Tweddle Engineering is expanding thanks to strong demand for its timber treatment plants.

The firm at Kirkbride Airfield, near Wigton, has invested £1m to boost capacity and is creating up to seven jobs, from office and administration posts to shopfloor roles such as fabricators and welders.

Tweddle’s products include material-handling conveyors, specialist trailers, pressure vessels and structural steelwork.

But it is the demand for its high-pressure timber treatment equipment that is driving the expansion.

Customers include the Swiss company Lonza (Arch Timber), Osmose UK and BSW Timber, which operates the sawmill at Cargo near Carlisle.

Managing director Derek Tweddle said: “The market is growing, as is our market share, although the pound/euro exchange rate isn’t helping.

“We’ve got a large contract in the UK for the supply of timber plants and we’re exporting to Denmark currently.

“We’re at full capacity. We’ve got work well into next year and tenders for large projects into 2017.”

Tweddle has just moved its sister business, Cumbria Profiling, to new premises next door to free up floorspace to boost production.

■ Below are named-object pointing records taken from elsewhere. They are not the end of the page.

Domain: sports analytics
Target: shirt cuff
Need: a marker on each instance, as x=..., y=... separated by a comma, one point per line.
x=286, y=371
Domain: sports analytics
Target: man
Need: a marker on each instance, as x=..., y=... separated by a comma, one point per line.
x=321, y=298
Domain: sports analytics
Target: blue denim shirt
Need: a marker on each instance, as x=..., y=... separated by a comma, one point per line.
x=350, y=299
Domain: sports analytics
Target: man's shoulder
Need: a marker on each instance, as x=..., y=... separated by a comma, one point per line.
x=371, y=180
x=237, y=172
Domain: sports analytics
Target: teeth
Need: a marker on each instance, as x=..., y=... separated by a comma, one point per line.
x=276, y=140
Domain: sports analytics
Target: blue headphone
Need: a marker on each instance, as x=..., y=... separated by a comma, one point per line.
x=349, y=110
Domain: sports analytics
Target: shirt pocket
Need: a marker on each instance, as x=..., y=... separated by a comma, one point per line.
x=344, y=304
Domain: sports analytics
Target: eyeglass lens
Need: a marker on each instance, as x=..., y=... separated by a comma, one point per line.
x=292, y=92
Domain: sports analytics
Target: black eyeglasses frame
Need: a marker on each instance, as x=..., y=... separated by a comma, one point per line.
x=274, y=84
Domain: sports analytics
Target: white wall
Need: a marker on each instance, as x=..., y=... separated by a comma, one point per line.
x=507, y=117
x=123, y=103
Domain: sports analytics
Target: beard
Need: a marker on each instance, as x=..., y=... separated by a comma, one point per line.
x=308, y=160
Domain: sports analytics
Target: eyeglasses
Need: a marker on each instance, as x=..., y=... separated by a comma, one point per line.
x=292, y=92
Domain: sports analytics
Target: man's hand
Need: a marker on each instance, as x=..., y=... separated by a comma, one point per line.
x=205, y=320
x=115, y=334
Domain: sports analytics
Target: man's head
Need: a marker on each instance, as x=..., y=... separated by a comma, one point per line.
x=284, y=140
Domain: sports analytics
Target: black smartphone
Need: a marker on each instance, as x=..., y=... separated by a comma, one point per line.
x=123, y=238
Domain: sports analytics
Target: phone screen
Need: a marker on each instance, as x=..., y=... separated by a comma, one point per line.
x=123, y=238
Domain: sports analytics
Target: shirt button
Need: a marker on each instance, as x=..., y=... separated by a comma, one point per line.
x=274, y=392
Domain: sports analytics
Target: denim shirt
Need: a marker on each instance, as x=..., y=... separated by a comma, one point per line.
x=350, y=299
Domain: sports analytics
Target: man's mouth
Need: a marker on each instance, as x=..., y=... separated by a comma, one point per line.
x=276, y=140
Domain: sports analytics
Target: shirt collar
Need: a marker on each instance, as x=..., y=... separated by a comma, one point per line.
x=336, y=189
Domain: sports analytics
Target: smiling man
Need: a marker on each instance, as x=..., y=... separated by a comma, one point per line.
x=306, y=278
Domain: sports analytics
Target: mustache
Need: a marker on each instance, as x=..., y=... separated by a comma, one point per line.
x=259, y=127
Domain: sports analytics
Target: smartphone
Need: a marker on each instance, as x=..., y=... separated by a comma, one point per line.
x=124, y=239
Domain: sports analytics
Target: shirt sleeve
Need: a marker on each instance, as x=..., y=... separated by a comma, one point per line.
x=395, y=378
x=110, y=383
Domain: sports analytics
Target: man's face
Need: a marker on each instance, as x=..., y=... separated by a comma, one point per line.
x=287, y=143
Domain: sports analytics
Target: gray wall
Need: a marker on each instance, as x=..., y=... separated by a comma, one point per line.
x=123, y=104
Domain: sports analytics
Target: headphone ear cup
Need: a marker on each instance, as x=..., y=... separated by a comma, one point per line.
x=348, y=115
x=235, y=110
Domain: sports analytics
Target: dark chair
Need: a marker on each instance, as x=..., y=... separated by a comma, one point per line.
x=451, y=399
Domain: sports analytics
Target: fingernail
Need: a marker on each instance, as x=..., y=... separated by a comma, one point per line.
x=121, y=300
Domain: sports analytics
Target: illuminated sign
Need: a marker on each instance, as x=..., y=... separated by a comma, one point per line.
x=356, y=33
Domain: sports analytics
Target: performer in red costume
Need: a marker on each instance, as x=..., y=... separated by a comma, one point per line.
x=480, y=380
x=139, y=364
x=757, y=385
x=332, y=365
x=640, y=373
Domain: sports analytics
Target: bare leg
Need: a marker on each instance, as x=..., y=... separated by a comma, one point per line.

The company further strengthened its position in timber treatment by winning the timber innovation award (innovative product development category) at the Timber Trade Journal Awards in London this autumn.

The product that clinched the prize was its Excalibur R incising machine, developed in partnership with Arch Timber Protection. This will incise machined round, bowed, irregular, tapered and peeled fence posts of any diameter, from 63mm to 200mm, in a single pass.

Mr Tweddle said: “It makes a small incision in the post that allows more of the chemical treatment to be absorbed so prolonging the life of the timber.

“Arch Timber Protection asked us to design the machine for them.

“There’s nothing like it on the market that can handle uneven posts. We’ve sold 10 in as many months.”

Tweddle Engineering currently employs 30 people, and Cumbria Profiling another seven.